Il a indiqué lui avoir présenté " le cadre clair " pour un accord " vérifiable par l’Agence internationale de l’énergie atomique (AIEA), qui préserve la sécurité de la région, c’est à dire de tous les pays voisins ", en particulier " les pays du Golfe et Israël ".

C’est la première fois que M. Macron rencontrait M. Raïssi depuis l’élection du président iranien en août 2021.

 

M. Macron a indiqué que M. Raïssi lui avait " fait part de sa préoccupation " sur le dossier des " garanties ", notamment pour que l’accord soit préservé quelle que soit l’administration au pouvoir aux Etats-Unis. Téhéran souhaite par ailleurs la clôture d’une enquête de l’AIEA concernant des traces d’uranium enrichi retrouvées sur trois sites non déclarés, qui pourraient être le signe que l’Iran a eu un programme visant à obtenir la bombe atomique.

Pour le président français, " l’AIEA doit faire son travail en toute indépendance " et " on ne peut pas jouer avec la confiance et la sécurité ".

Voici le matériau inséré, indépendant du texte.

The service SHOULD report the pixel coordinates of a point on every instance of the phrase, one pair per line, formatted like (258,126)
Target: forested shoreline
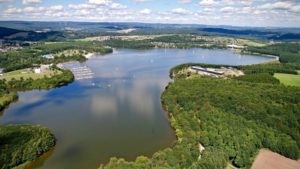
(232,118)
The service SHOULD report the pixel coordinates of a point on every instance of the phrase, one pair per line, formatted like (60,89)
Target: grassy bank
(21,144)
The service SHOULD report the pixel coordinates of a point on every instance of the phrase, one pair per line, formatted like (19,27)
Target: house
(233,46)
(37,70)
(42,69)
(48,56)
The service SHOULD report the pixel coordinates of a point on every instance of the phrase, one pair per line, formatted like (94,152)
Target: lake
(116,113)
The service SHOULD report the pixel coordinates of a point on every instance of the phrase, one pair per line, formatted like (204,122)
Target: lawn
(28,73)
(288,79)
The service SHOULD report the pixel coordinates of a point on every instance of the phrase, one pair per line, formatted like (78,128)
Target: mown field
(28,74)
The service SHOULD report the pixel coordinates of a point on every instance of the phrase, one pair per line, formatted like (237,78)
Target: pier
(80,71)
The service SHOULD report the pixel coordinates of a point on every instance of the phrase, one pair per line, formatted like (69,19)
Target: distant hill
(35,30)
(8,31)
(15,34)
(235,32)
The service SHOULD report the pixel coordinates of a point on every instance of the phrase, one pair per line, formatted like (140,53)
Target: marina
(79,70)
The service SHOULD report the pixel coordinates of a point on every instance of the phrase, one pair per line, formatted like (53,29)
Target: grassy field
(27,73)
(288,79)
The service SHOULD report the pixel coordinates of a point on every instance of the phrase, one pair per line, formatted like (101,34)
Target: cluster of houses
(41,69)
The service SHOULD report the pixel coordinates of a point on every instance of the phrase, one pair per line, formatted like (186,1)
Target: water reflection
(118,112)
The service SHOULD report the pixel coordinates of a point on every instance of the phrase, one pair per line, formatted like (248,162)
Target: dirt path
(269,160)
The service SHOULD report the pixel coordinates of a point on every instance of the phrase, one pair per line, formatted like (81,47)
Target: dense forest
(229,120)
(32,55)
(23,143)
(287,52)
(44,83)
(232,118)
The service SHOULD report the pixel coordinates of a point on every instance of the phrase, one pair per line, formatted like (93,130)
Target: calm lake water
(118,112)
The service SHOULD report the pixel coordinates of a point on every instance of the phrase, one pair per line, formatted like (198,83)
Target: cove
(118,112)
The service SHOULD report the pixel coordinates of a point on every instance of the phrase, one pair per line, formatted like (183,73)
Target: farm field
(28,73)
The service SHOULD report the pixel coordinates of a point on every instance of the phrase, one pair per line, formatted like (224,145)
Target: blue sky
(277,13)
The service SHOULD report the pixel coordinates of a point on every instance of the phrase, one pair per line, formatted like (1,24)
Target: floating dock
(80,71)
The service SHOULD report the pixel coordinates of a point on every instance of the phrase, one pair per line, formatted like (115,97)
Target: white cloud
(117,6)
(56,8)
(207,2)
(100,2)
(26,2)
(227,9)
(296,9)
(33,10)
(141,0)
(145,11)
(185,1)
(2,1)
(180,11)
(12,11)
(81,6)
(277,5)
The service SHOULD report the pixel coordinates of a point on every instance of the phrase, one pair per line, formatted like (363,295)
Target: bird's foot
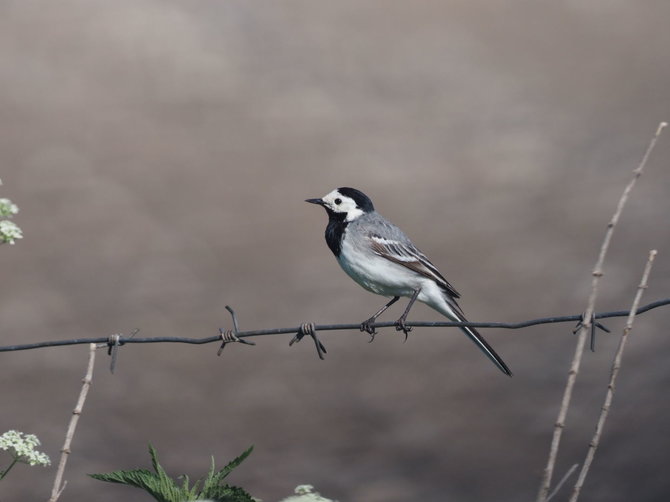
(369,327)
(401,326)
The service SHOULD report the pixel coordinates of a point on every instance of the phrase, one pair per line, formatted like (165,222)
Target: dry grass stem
(586,325)
(616,364)
(59,485)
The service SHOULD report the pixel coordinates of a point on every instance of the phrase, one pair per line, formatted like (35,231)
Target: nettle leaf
(164,489)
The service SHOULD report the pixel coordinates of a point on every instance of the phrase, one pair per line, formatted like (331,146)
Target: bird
(382,259)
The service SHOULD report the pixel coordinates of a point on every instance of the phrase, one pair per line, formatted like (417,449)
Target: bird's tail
(453,312)
(483,345)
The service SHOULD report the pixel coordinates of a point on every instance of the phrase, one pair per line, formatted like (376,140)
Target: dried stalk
(59,485)
(616,364)
(586,324)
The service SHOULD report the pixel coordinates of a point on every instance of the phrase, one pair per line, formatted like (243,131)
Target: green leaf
(164,489)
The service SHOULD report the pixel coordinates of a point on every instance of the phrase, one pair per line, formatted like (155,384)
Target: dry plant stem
(59,485)
(586,324)
(616,365)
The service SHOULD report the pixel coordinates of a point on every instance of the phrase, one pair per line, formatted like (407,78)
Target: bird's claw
(401,326)
(369,328)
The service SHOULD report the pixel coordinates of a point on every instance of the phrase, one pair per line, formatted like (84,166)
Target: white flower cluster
(9,231)
(8,208)
(22,448)
(306,493)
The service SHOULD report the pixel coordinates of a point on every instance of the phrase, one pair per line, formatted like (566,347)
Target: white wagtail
(381,258)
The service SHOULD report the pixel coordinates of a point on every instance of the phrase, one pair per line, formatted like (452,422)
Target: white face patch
(339,203)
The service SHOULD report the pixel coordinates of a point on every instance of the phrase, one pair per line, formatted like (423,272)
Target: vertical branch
(586,324)
(616,365)
(59,485)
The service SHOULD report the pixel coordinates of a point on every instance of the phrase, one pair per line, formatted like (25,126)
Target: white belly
(377,274)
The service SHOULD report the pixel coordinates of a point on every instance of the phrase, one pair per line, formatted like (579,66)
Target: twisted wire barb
(123,340)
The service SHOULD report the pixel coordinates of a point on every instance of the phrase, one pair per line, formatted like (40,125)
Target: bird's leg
(369,325)
(400,323)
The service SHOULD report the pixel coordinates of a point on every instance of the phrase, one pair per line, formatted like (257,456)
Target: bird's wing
(403,252)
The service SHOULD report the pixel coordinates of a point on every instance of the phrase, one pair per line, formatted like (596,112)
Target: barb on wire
(240,335)
(113,343)
(308,329)
(594,326)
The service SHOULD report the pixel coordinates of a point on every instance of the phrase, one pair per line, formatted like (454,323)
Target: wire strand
(123,340)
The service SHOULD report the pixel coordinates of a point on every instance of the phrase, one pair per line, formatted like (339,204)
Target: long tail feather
(483,345)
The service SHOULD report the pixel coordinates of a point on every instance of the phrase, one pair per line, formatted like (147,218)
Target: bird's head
(345,204)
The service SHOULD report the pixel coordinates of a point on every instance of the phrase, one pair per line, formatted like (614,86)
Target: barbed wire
(113,342)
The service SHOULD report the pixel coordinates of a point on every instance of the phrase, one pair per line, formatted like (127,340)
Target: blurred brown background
(160,153)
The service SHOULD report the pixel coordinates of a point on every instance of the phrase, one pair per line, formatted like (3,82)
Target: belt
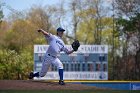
(51,55)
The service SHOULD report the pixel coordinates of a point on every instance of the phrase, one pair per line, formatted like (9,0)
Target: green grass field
(68,91)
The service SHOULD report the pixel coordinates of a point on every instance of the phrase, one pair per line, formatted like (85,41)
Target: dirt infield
(36,85)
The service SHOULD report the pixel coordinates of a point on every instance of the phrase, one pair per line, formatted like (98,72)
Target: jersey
(56,45)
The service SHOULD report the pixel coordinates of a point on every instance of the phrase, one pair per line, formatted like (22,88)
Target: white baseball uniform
(56,45)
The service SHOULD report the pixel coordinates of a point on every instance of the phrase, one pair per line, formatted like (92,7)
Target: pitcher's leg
(59,65)
(45,67)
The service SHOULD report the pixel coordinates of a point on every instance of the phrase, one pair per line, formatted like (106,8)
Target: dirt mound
(38,85)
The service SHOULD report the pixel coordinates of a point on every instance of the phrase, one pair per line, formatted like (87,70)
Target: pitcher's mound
(37,85)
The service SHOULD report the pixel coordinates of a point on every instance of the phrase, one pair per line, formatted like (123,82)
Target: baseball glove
(75,45)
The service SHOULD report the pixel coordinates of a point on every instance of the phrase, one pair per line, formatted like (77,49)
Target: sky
(20,5)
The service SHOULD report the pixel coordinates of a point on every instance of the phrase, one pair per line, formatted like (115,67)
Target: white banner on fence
(82,48)
(76,76)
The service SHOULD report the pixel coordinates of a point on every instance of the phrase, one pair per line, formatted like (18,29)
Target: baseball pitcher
(56,45)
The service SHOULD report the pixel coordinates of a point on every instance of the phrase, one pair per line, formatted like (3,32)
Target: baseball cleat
(61,82)
(31,75)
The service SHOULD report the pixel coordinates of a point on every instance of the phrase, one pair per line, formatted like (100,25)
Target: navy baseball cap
(60,29)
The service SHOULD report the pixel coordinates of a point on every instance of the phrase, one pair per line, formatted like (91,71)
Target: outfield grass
(68,91)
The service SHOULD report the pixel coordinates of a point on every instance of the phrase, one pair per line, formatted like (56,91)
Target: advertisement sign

Il a en outre indiqué avoir " insisté sur le respect des droits des femmes " alors que des manifestations se sont déroulées dans plusieurs villes iraniennes après la mort d’une jeune femme détenue par la police des mœurs. C’est la première fois que M. Macron rencontrait M. Raïssi depuis l’élection du président iranien en août 2021.

Dans la matinée, il s’est également entretenu avec les Premiers ministres du Pakistan Shehbaz Sharif et du Royaume-Uni Liz Truss.

Après avoir dîné lundi soir en tête-à-tête avec le secrétaire général de l’ONU Antonio Guterres, il doit aussi avoir une rencontre bilatérale avec son homologue américain Joe Biden mercredi.